1
votes

I'm new to pytorch and machine learning in general and I'm trying to create a simple convolutional neural net that classifies the MNIST handwritten digits. Unfortunately when I'm trying to train it, I get the following error:

ValueError: Expected input batch_size (288) to match target batch_size (64).

Here is the neural network code.

from torch import nn
from torch.nn.functional import relu, log_softmax

class MNIST_SimpleConv(nn.Module):
    def __init__(self):
        super(MNIST_SimpleConv, self).__init__()

        self.conv1 = nn.Conv2d(in_channels=3,  out_channels=32, kernel_size=3, stride=1)
        self.conv2 = nn.Conv2d(in_channels=32, out_channels=64, kernel_size=3, stride=1)

        self.pool1 = nn.MaxPool2d(2, 2)

        self.dense1 = nn.Linear(4*4*64, 100)
        self.dense2 = nn.Linear(100, 10)

    def forward(self, x):
        x = relu(self.conv1(x))
        x = relu(self.conv2(x))
        x = self.pool1(x)

        x = x.view(-1, 4*4*64)

        x = relu(self.dense1(x))
        return log_softmax(self.dense2(x), dim=1)

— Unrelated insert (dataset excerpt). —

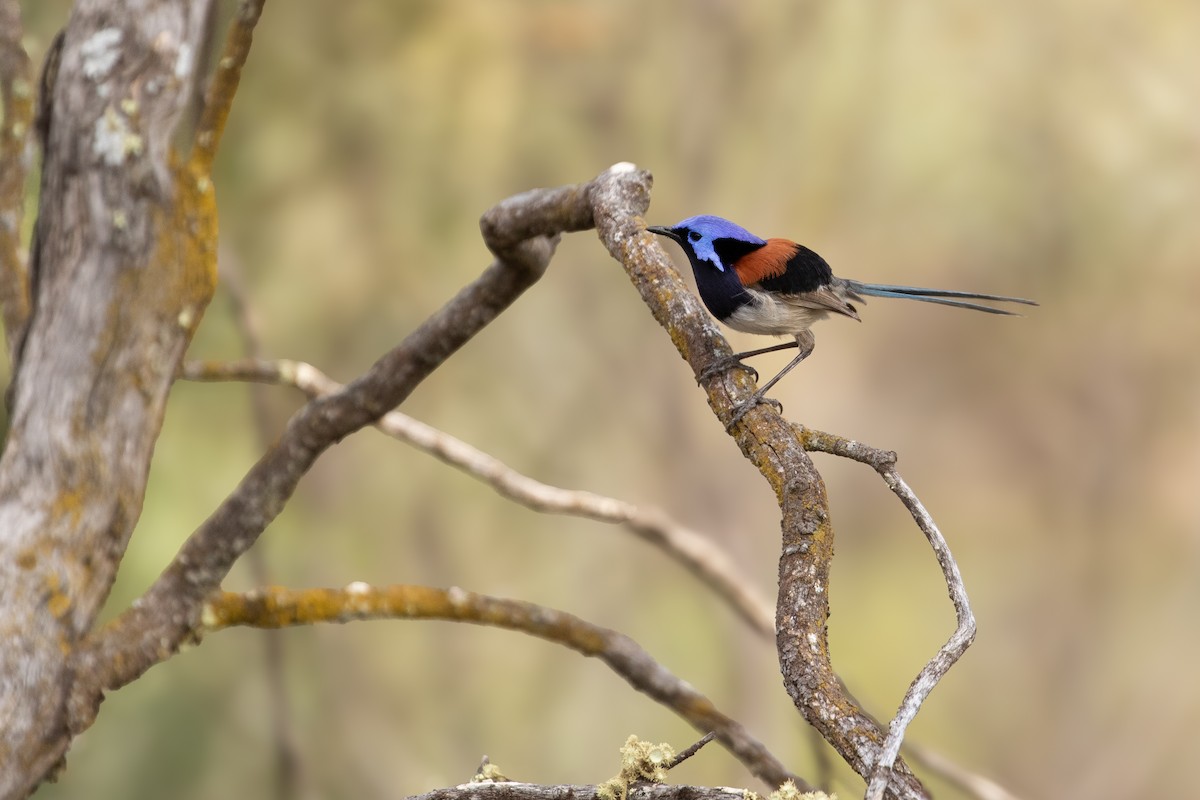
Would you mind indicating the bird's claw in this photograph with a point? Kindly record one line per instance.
(724, 365)
(743, 408)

And the training code is as follows:

from nets.conv import MNIST_SimpleConv
from torchvision import datasets, transforms
from torch.utils.data import DataLoader
from torch.nn.functional import nll_loss
import torch.optim as optim
import torch
from torch import nn

MNIST_ROOT = "data/MNIST"

#prepare dataset
mnist_train_ds = datasets.ImageFolder(root=MNIST_ROOT+"/train", transform=transforms.Compose([
                           transforms.ToTensor()]))
mnist_test_ds  = datasets.ImageFolder(root=MNIST_ROOT+"/test", transform=transforms.Compose([
                           transforms.ToTensor()]))
mnist_train = DataLoader(mnist_train_ds, batch_size=64, shuffle=True, num_workers=6)
mnist_test  = DataLoader(mnist_test_ds, batch_size=64, shuffle=True, num_workers=6)

criterion = nn.CrossEntropyLoss()

def train(model, device, train_loader, optimizer, epoch):
    model.train()

    for batch_idx, (data, target) in enumerate(train_loader, 0):
        data, target = data.to(device), target.to(device)
        optimizer.zero_grad()
        output = model(data)
        loss = criterion(output, target)
        loss.backward()
        optimizer.step()
        print('Train Epoch: {} [{}/{} ({:.0f}%)]\tLoss: {:.6f}'.format(
                epoch, batch_idx * len(data), len(train_loader.dataset),
                100. * batch_idx / len(train_loader), loss.item()))


device = torch.device("cuda:0" if torch.cuda.is_available() else "cpu")


model = MNIST_SimpleConv().to(device)
optimizer = optim.SGD(model.parameters(), lr=0.01, momentum=0.5)

for epoch in range(1, 10):
    train(model, device, mnist_train , optimizer, epoch)

So far I have investigated how the dimensions of 'x' change while x is forwarded through the network.

Input: torch.Size([64, 3, 28, 28])

After x = relu(self.conv1(x)): torch.Size([64, 32, 26, 26])

After x = relu(self.conv2(x)): torch.Size([64, 64, 24, 24])

After x = self.pool1(x): torch.Size([64, 64, 12, 12])

After x = x.view(-1, 4*4*64) torch.Size([576, 1024])

After x = relu(self.dense1(x)) torch.Size([576, 100])

After x = log_softmax(self.dense2(x), dim=1) torch.Size([576, 10])

The error is probably caused by x = x.view(-1, 4*4*64) for some reason producing a tensor with the shape [576, 1024] instead of [64, 1024]. (If I understand this correctly the first dimension should be equal to the batch size which in my case is 64.)

What am I doing wrong?

1

1 Answers

0
votes

Passing a value of -1 to any dimension in view means that value of that particular dimension will be determined by other dimensions. for example:

x = torch.rand(1,10) # x.shape = [1,10]
x = x.view(-1, 5)  # x.shape = [2, 5]

In your case, if you want to merge all dimensions of output of pool1, then it should be something like this:

x = x.view(-1, 64*12,*12) # x.shape = [64, 9216]

Also, we have to update the input channels for self.dense1 in this case:

self.dense1 = nn.Linear(64*12*12, 100)

However, one thing we need to make sure is that output dimensions of self.pool1 are always going to be batch_size x 64 x 12 x 12, specifically the last two dimensions should stay 12 for the whole process. This can be made sure by fixing the input image dimensions across dataset.